CHICAGO — Screening patients with irritable bowel syndrome for restless legs syndrome may lead to greater identification of RLS and improved treatment for both conditions, new research suggests.
In a single, community-based gastroenterology center, 29% of 90 patients with IBS based on Rome III criteria were also diagnosed with RLS. The prevalence of RLS in the general population is 1%-10%.
All patients with both IBS and RLS had alterations in the initiation and maintenance of sleep, lead author Dr. P. Patrick Basu and his associates reported in a poster at a meeting on neurogastroenterology and motility. Involuntary jerks occurred in 75% of patients and wakefulness occurred in 63% for more than 30% of sleep time
Of the 26 patients with both RLS and IBS, 62% had diarrhea-predominant IBS, while 4% had constipation-predominant IBS and 33% had mixed IBS, suggesting that the specific pathophysiology of diarrhea-predominant IBS may contribute to or relate to RLS. Previous research has identified an association between small intestinal bacterial overgrowth, a factor that may contribute to IBS, and several sensory disorders including fibromyalgia, interstitial cystitis, and RLS.
“Diagnosis of simultaneous IBS and RLS may provide enhanced therapeutic efficacy for these patients, as some medications, i.e., rifaximin, may provide relief for both conditions,” wrote Dr. Basu, director of gastroenterology, North Shore–Long Island Jewish Health System at Forest Hills, N.Y., and his associates.

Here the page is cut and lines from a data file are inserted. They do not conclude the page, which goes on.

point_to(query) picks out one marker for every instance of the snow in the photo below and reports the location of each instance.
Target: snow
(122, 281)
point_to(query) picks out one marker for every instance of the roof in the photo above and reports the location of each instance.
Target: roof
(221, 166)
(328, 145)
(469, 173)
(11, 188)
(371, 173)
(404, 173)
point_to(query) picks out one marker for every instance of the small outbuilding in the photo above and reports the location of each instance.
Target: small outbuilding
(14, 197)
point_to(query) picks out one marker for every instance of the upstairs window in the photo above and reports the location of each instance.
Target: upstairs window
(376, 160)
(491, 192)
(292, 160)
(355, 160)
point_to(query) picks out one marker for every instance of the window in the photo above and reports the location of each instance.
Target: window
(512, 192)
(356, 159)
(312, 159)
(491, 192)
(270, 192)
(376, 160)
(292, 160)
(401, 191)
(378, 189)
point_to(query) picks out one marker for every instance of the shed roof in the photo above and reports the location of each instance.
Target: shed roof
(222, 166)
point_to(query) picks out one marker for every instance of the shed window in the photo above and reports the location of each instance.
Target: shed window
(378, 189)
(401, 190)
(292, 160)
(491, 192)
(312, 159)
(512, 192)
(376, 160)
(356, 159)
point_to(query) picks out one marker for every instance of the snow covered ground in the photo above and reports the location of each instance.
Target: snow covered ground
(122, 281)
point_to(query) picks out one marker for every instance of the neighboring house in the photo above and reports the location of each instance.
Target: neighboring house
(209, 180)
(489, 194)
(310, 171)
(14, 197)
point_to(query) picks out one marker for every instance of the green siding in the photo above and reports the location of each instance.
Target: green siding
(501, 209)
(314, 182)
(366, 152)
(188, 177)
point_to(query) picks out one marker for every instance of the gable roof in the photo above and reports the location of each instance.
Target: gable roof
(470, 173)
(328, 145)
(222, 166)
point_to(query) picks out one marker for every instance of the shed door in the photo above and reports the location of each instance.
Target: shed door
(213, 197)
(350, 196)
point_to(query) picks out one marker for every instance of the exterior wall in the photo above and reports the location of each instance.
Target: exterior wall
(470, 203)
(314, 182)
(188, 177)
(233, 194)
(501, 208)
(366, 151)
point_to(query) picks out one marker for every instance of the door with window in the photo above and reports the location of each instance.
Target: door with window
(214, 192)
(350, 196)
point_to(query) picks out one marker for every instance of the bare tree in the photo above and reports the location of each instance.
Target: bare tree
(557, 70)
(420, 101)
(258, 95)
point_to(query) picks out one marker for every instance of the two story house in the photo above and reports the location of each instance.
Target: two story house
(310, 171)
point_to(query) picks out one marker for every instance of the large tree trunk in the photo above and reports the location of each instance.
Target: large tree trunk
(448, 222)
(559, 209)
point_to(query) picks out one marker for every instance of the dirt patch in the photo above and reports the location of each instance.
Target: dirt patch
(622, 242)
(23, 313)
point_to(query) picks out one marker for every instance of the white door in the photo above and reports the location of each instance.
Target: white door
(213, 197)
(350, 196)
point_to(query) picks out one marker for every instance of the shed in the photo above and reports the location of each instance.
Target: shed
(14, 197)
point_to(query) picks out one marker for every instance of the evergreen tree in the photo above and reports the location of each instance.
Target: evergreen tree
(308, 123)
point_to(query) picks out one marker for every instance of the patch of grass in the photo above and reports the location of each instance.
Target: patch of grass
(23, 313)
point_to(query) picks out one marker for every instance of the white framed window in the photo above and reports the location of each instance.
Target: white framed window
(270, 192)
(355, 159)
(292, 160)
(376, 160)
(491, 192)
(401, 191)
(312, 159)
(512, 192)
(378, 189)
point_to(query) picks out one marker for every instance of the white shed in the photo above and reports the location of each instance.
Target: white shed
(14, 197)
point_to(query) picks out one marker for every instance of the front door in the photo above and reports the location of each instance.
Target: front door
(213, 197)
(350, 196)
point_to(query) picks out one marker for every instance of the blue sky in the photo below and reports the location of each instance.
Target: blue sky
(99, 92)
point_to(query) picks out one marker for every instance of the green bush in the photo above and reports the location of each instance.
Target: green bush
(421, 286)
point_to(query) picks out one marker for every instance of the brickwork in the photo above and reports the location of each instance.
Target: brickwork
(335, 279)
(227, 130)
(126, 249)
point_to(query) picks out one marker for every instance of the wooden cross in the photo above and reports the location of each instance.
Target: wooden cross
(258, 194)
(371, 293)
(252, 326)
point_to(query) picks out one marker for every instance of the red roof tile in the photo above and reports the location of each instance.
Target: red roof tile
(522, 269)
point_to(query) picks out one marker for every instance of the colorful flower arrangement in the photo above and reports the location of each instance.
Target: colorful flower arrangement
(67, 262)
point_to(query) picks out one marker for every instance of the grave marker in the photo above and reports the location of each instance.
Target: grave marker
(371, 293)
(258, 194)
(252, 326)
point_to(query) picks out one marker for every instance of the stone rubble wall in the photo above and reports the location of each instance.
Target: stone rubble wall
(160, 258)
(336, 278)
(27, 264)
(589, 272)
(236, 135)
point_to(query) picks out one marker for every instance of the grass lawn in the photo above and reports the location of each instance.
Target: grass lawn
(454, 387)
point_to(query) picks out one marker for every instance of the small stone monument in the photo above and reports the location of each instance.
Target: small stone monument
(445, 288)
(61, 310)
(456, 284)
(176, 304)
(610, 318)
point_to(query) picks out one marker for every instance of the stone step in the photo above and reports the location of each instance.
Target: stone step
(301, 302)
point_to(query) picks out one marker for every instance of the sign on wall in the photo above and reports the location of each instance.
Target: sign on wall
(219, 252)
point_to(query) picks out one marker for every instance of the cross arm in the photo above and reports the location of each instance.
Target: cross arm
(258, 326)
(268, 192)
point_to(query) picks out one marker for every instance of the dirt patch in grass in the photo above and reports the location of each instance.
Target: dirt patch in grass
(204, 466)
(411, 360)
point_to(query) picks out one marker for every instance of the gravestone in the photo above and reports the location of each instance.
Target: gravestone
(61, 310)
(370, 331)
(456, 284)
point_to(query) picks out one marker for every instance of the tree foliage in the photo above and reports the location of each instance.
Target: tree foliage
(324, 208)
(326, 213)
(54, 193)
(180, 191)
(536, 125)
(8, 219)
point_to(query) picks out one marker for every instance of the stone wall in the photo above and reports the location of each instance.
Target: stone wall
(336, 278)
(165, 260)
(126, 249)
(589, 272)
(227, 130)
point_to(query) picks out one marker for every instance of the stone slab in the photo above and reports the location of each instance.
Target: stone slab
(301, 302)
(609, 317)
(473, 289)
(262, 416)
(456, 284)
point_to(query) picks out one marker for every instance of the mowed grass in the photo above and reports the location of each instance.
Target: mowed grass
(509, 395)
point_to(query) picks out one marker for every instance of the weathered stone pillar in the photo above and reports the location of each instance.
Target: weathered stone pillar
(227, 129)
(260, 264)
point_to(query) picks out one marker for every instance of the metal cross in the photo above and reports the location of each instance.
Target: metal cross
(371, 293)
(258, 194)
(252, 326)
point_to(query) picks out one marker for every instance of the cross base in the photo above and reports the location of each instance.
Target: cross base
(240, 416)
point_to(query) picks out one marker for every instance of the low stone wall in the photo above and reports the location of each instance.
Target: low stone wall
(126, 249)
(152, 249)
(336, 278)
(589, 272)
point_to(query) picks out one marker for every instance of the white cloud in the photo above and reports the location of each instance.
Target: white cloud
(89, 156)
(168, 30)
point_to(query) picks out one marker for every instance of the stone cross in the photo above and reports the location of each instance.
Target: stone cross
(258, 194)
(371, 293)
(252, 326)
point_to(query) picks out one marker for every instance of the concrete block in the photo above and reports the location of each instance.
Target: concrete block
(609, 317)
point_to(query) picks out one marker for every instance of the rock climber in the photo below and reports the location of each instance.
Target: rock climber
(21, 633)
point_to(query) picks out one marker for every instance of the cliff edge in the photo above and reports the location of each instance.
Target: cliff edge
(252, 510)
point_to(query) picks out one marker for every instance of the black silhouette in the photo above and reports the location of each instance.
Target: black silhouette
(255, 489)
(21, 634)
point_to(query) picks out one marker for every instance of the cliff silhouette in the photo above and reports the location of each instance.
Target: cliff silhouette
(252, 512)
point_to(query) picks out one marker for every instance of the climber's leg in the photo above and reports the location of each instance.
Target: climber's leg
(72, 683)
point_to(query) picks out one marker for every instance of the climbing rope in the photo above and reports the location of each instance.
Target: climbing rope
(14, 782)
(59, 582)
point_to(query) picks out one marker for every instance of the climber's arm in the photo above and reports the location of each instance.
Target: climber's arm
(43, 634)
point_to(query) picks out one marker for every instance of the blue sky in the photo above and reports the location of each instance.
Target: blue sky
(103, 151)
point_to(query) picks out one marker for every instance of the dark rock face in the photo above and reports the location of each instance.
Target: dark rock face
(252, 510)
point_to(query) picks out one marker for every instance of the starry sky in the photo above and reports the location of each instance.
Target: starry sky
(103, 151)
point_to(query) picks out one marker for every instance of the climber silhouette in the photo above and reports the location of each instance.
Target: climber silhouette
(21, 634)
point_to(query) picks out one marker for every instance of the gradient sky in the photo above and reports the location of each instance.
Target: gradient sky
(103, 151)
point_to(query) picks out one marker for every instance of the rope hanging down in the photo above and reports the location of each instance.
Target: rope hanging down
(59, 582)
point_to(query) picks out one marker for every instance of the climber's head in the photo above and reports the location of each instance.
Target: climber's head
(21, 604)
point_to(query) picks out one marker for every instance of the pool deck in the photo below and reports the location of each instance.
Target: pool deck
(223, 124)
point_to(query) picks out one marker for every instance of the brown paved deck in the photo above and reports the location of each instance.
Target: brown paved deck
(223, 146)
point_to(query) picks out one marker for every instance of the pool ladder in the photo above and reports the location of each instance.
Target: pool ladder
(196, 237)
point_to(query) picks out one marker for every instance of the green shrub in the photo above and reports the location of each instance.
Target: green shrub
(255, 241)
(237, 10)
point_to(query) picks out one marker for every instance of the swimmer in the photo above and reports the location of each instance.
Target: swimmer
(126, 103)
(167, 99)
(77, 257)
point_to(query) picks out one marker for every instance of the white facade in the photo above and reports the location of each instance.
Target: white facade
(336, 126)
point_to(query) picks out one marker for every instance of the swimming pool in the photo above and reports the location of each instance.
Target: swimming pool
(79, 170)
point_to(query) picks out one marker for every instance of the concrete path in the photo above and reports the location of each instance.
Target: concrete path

Although the data were not included in the poster, 19 of the 26 patients with both IBS and RLS were treated with the antibiotic rifaximin, with 9 reporting relief of their RLS symptoms, Dr. Basu said in an interview. The diagnosis of RLS was made using a standard questionnaire formulated by the International Restless Legs Syndrome Study Group and was confirmed by polysomnography.
Dr. Basu's decision to use rifaximin was prompted by an independent study in 13 patients with IBS and a positive lactulose breath test, an indicator of small intestinal bacterial overgrowth, in which rifaximin 1,200 mg/day for 10 days was associated with at least an 80% improvement from baseline in RLS symptoms in 10 patients and a “great” or “moderate” global GI symptom improvement in 11 patients (Dig. Dis. Sci. 2008;53:1252–6). Five of the 10 patients followed long term (mean 139 days) maintained complete resolution of their RLS symptoms.
Dr. Basu uses rifaximin plus probiotics in his own practice for patients with both RLS and IBS, and is planning to evaluate its efficacy at doses up to 1,400 mg/day in combination with probiotics in 75 IBS patients with RLS.
Two recent studies from Washington University, St. Louis, examined whether RLS is associated with celiac disease and Crohn's disease, because all three conditions are associated with iron deficiency. The incidence of RLS was 35% among 85 patients with celiac disease (Dig. Dis. Sci. 2009 Sept. 3 [Epub ahead of print]) and 43% among 272 consecutive patients with Crohn's disease (Inflamm. Bowel Dis. 2009 July 2 [doi:10.1002/ibd.21001
Dr. Basu noted that screening IBS patients for RLS may allow greater identification and subsequent treatment of RLS, which is thought to be underdiagnosed, even in the general population.
“I have a large population of IBS patients at my main office in Queens, which is an interesting cauldron of all populations, and I just started asking casually and more than 60% of patients had symptoms,” he said.
The mean age of the 90-patient cohort was 33 years; 60 were female, 38 were Hispanic, 26 white, 24 Asian, and 2 black.
Dr. Basu and associates reported no conflicts of interest. Support for preparation of the poster was provided by Salix Pharmaceuticals, which markets rifaximin as Xifaxan.